September 2, 2017 at 5:00 pm

Plant Biology Colloquium | The Curious Case of Complex Algal Life Cycles, Sept. 29

Dr. Stacy Krueger-Hadfield

Dr. Stacy Krueger-Hadfield

The Environmental & Plant Biology Colloquium Series presents Dr. Stacy Krueger-Hadfield on “The Curious Case of Complex Life Cycles: Algal Mating System Variation and Range Expansions” on Friday, Sept. 29, at 11:50 a.m. in Porter Hall 104.

Krueger-Hadfield is an Assistant Professor in the Department of Biology at The University of Alabama at Birmingham.

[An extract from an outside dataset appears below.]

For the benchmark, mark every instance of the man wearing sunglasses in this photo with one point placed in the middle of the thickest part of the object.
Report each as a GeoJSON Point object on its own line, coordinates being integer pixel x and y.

Abstract: Baker’s Law predicts uniparental reproduction will facilitate colonization success in novel habitats. While evidence supports this prediction among colonizing plants and animals, few studies have investigated shifts in reproductive mode in haplo-diplontic species, in which there are both prolonged haploid and diploid stages. In these life cycles, selfing can occur despite cross-fertilization and asexual reproduction can yield the dominance of either haploid or diploid individuals. These subtle differences, unique to haplo-diplontic taxa, can have profound eco-evolutionary consequences. Using the red algae Chondrus crispus, Mastocarpus sp., and Gracilaria vermiculophylla as examples, I will highlight patterns of mating system variation and range expansions across spatial scales. Intergametophytic selfing, or cross-fertilization between haploid siblings, affects the microgeographic structure in C. crispus and has implications for adaptation in the intertidal. Asexuality results in the loss of the crustose life history stage in Mastocarpus sp. The maintenance of these patterns of geographic parthenogenesis do not appear to driven by the same mechanisms that underlie these patterns in higher plants or animals. Rather, the loss of a free-living stage likely enables range expansions along tidal and latitudinal gradients. In the case of G. vermiculophylla, the ecological shift from attached to unattached thalli, ostensibly necessitated by the invasion of soft-sediment habitats, correlated with shifts from sexual to asexual reproduction during three distinct invasions along North American and European coastlines. A labile mating system likely facilitates colonization success and subsequent range expansion, but the long-term eco-evolutionary impacts will depend on the levels of selfing, which ploidy stages may be lost as a result of asexuality, and the degree to various reproductive modes may be canalized.